The sport stands out in snow competitions, says Tom Collins, executive director of the USASA, based in Truckee, Calif.
"It's real racing. There are no clocks, no judges. The gate drops and it's you against five others," he says. "It requires speed, agility and the ability to get out of everybody's way and handle traffic."
Collins says Boardercross is more popular every year, and in 2006 will be included in the Olympic Games as snowboard cross.
To prepare for the challenge her sport presents, Baker-Haight works relentlessly on terrain park rails and jumps. She spends lots of time at Breckenridge's massive Peak 8 park and also boards at other resorts, on Loveland Pass and on the flank of Pikes Peak, launching most often from mile 15 3/4 on the highway. This season, she's trying for 85 days on the snow in Colorado, where the season lasts about 150 days, and she almost has reached that goal.
She usually heads for the mountains with her snowboarder husband, Dominic Haight, and their two dogs, a pit bull-St. Bernard mix and an Australian shepherd.
At resorts, the dogs wait patiently in the car. In backcountry areas like Loveland Pass, the dogs get to play in the snow while their owners ride.

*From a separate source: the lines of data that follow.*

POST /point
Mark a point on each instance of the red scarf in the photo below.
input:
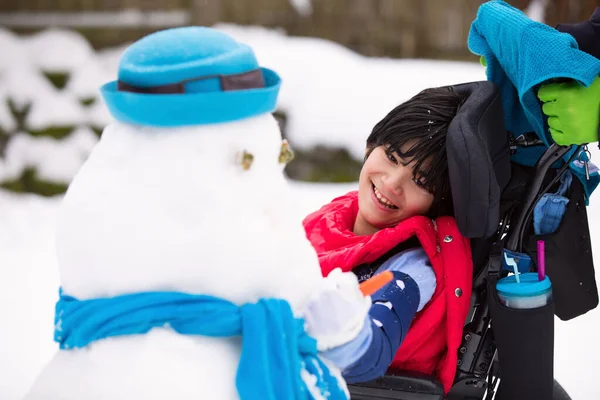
(431, 345)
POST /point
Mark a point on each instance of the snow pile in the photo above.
(54, 160)
(58, 50)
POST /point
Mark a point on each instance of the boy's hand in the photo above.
(573, 111)
(336, 313)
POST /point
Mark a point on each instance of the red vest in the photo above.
(431, 345)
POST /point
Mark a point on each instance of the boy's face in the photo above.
(388, 193)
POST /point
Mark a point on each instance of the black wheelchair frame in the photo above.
(478, 371)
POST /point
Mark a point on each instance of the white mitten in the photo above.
(336, 312)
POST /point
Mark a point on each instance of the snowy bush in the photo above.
(49, 118)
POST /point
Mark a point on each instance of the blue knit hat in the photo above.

Haight is an expert boarder, but he doesn't compete. Instead, he's working on getting his coaching credentials in the USASA. That's the next step for the couple, who want to start a snowboard team for young boarders from El Paso and Teller counties with their friend, Andy Bruce. Bruce was ranked seventh in the nation at the USASA competition at Angel Fire, and travels with Baker-Haight and her husband to contests around the Rocky Mountains.